Laurie Keefer, PhD, on Positive Psychology for Patients With IBD

In this video, she discusses her session “Introducing Your Patients With IBD to Positive Psychology," which she will present at the virtual 2020 Advances in Inflammatory Bowel Disease (AIBD) regional meeting on June 27. 

Laurie Keefer, PhD, is an academic health psychologist and the director for Psychobehavioral Research within the Division of Gastroenterology at the Icahn School of Medicine at Mt. Sinai in New York City.

TRANSCRIPT:

My name is Laurie Keefer. I am a health psychologist and professor of medicine at Mount Sinai in New York City. I'm going to be talking about introducing positive psychology to your patients.
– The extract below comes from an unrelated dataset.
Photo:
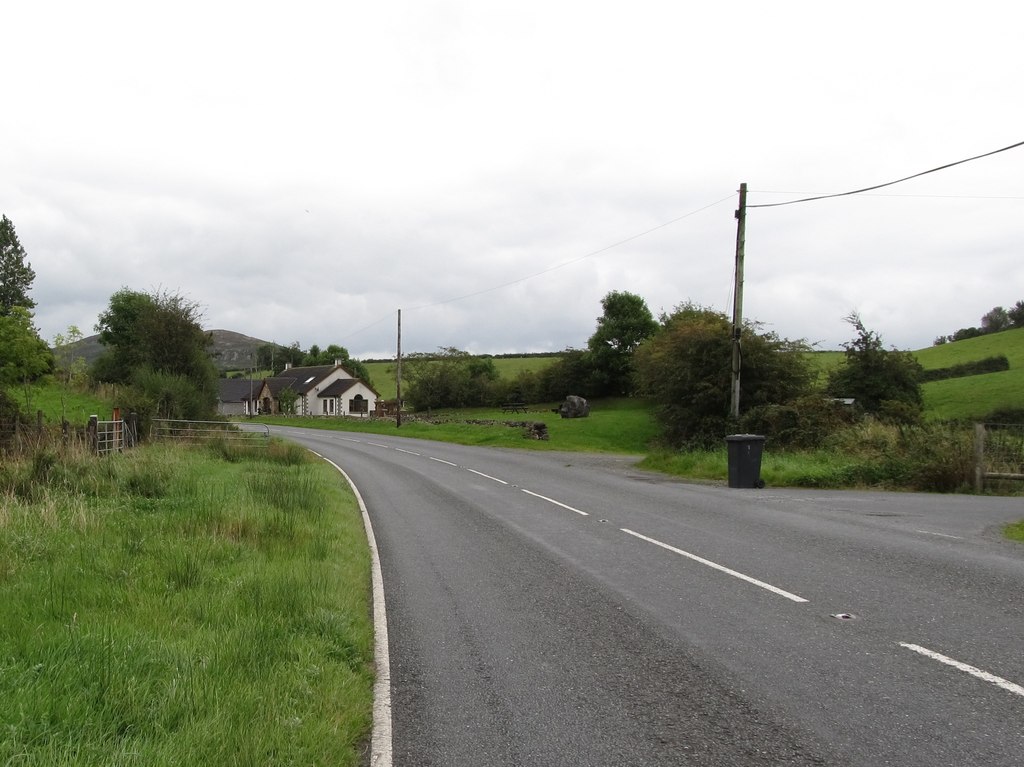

Now, you may wonder, what is positive psychology? Positive psychology is really the study of why people flourish. Why do people thrive? Rather than traditional psychology where we might look at more things like psychopathology—depression and anxiety—positive psychology is focused on how do we help patients reach their full potential, their well‑being, emotionally, physically, and all of the things that go with that in between.

The reason I'm talking about that in terms of inflammatory bowel disease is that we know in IBD that we cannot disentangle mental and physical health from each other. We shouldn't actually dichotomize mental health and physical health in IBD.

We also, as a group, want to make sure that our patients do more than just survive their diagnosis, do more than just survive the treatments, procedures, medications, and surgeries that they might undergo. We want to make sure that they know how to thrive and live the most meaningful lives possible. Therefore, positive psychology is a great way to make sure that patients are able to experience that.

The problem we have had in the past, which I'm going to talk about, is focusing too much on the reactive approach to mental health care in IBD. While we've had a great increase in the attention paid to things like depression and anxiety in IBD, we often screen patients after they've already started to experience these symptoms.

I'm going to talk about how to talk to your patients about emotional health and well‑being long before depression, long before anxiety, about their symptoms really sets in. In other words, we're going to take a proactive approach to the mental health of patients with IBD.

In my talk, not only will I describe the reasoning for that, the relevance of that, the importance of one particular positive psychology construct called resilience—meaning how do people bounce back and thrive despite the diagnosis of IBD?—I'm also going to talk about some of the interventions that you as a physician, an advanced practice provider, or other providers can do without the help of a mental health professional, because we're all in this together. It would be really great to switch over our focus in IBD care to a positive psychology model.

Thank you and I look forward to seeing you.